Sé que lo que voy a decir resulta cruel, pero a un viejo -tan viejo- le importa un carajo la censura del resto. La fase 1 fue lo mejor que me ha ocurrido en muchos años porque me hizo sentir vivo de nuevo al regalarme una parte del mundo que ya se me había arrebatado.
¡Naturalmente lamento los muertos, el caos, el colapso, la crisis…! Sin embargo, a mí todo ese drama me dejó un efímero soplo de felicidad que me va a acompañar hasta mi último día: un viejo flotando en medio de un pico vacío.
El día que todos se tuvieron que salir justo cuando yo entraba volví a tener olas a mi alcance, una playa desierta, un mar que me invitaba a entrar en lugar de echarme con malos modales.
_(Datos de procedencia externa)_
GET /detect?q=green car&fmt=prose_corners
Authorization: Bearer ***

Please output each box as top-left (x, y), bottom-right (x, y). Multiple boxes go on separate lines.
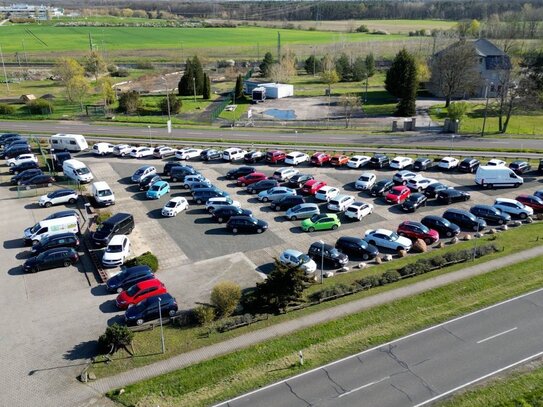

Ese día, triste para muchos, fue el más feliz en la vida de un viejo que, a su vez, era joven y reparó en que nunca es tarde para aprender una nueva lección. La vida, el mar, el surf, los años, no dejan de enseñarnos cosas.
Nunca es tarde para para sentirse vivo o darse el baño de tu vida.
Cuando pasamos a fase 2 y el pico ya estaba de nuevo colapsado, volví a aparcar mi tabla en su rincón. Pero yo ya era otro. Tal vez mi cuerpo estaba cansado pero mi mente se encuentra a miles de años luz de este lugar de supura sufrimiento y cansancio. Ahora en mi mente hay olas vacías y un olor a mañana fresca. Tal vez siga caminando encorvado, pero por dentro voy erguido. Ya tengo con qué soñar para lo que me resta de vida.
2 comentarios
Exacto,brutal jajaja me faltaron unos años para gozarla como tú,pero el resto de las sensaciones exactamente igual,gracias por no sentirme tan viejo ni tan loco.
Me ha encantado esta historia, quizá porque me siento en parte identificado. A mi no me echa el mar o la gente joven del pico, me echa la vida. Tengo más de cincuenta y nunca he conseguido ponerme de pie en condiciones en una tabla. Pero todavía hay tiempo de que llegue, nunca se sabe.